The highlighted option has a typo, "havn't".
should be hasn't
Um.. no. "Music you have not listened to." "Haven't" is the correct contraction for have not in American english.
Saskrotch wrote:should be hasn't
Um.. no. "Music you have not listened to." "Haven't" is the correct contraction for have not in American english.
Um.. Yeah. As in music he has not listened to. Open a fuckin book some time
I would've gone with "ain't yet".
"H'ain't" works here, too.
To be true to my region, though, I should vote for "ain't yet heard, 'n'at."
Putting in a vote for the fix to be 'Pick up your game son.'
The rule is That “have” is used when the subject is “I”, “you”, “they” and “has” is used with “it”, “she”, and “he”.
Phil Harmonic wrote:Um.. no. "Music you have not listened to." "Haven't" is the correct contraction for have not in American english.
Um.. Yeah.
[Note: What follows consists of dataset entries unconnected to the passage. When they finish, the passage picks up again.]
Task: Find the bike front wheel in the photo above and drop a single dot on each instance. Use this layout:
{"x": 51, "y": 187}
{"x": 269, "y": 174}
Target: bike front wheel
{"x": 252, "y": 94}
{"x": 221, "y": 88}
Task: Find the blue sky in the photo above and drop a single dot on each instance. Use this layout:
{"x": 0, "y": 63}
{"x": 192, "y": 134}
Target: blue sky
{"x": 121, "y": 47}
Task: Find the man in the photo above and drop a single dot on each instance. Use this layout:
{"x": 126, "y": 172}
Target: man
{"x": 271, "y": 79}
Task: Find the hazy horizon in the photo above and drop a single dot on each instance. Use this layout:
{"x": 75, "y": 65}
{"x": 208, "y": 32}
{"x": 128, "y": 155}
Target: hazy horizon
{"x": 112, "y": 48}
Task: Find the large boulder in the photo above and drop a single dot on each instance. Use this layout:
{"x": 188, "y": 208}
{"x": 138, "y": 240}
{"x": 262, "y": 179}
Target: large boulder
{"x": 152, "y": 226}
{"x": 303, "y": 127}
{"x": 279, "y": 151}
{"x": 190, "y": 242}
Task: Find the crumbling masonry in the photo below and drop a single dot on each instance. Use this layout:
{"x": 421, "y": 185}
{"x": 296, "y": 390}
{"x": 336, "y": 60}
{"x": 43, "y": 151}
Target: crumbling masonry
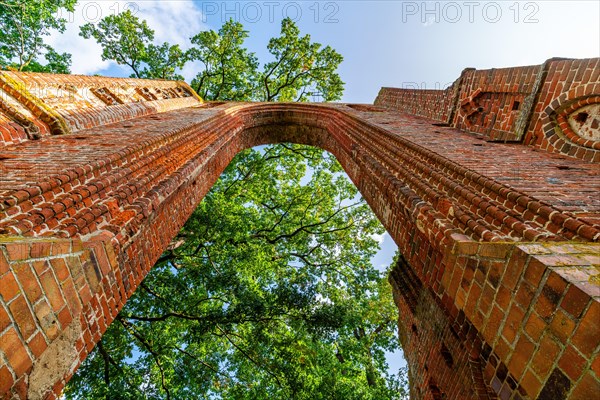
{"x": 490, "y": 188}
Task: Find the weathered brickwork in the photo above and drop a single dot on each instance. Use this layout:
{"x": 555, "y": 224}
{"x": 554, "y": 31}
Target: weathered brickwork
{"x": 33, "y": 105}
{"x": 498, "y": 288}
{"x": 522, "y": 104}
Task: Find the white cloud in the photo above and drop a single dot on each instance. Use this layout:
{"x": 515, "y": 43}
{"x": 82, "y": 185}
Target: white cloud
{"x": 173, "y": 21}
{"x": 379, "y": 238}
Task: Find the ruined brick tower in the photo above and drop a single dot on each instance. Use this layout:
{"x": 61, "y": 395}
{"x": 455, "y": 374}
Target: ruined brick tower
{"x": 490, "y": 188}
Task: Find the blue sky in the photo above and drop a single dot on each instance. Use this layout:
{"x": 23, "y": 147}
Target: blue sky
{"x": 384, "y": 43}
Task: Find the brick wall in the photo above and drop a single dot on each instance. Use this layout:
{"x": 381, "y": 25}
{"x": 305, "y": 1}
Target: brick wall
{"x": 530, "y": 104}
{"x": 433, "y": 104}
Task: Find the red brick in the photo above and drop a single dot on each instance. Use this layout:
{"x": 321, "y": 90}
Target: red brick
{"x": 37, "y": 344}
{"x": 6, "y": 379}
{"x": 4, "y": 318}
{"x": 587, "y": 388}
{"x": 28, "y": 282}
{"x": 4, "y": 267}
{"x": 52, "y": 291}
{"x": 14, "y": 350}
{"x": 575, "y": 301}
{"x": 40, "y": 249}
{"x": 22, "y": 315}
{"x": 572, "y": 363}
{"x": 8, "y": 287}
{"x": 17, "y": 251}
{"x": 60, "y": 269}
{"x": 545, "y": 356}
{"x": 562, "y": 326}
{"x": 531, "y": 384}
{"x": 586, "y": 334}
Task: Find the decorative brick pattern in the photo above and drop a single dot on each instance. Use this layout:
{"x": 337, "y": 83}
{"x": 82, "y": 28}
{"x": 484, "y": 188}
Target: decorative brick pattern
{"x": 33, "y": 105}
{"x": 498, "y": 284}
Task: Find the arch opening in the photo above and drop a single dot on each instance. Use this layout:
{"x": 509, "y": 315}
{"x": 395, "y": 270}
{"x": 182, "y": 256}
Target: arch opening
{"x": 216, "y": 257}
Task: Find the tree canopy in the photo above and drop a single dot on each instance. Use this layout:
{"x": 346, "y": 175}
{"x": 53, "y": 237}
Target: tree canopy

As in music he has not listened to. Open a fuckin book some time
Before you start throwing eff words around, you might consider actually learning the grammatical rules of your native language. Because you're wrong. It doesn't say "he" which would use the third person singular conjugation of the verb "have" which is "has." It says "I" which requires the first person singular conjugation "have."
I have.
You have.
He/she/it has.
Even if you were right (which you aren't), you don't have to be an ass.
That was a typo, I meant hadn't, you space age carpet munchers
That was a typo, I meant hadn't, you space age carpet munchers
It's still wrong. Had is the past-tense of have, so if the statement reads "Music I hadn't listened to yet" then the tenses become mixed: past (had) and future (yet).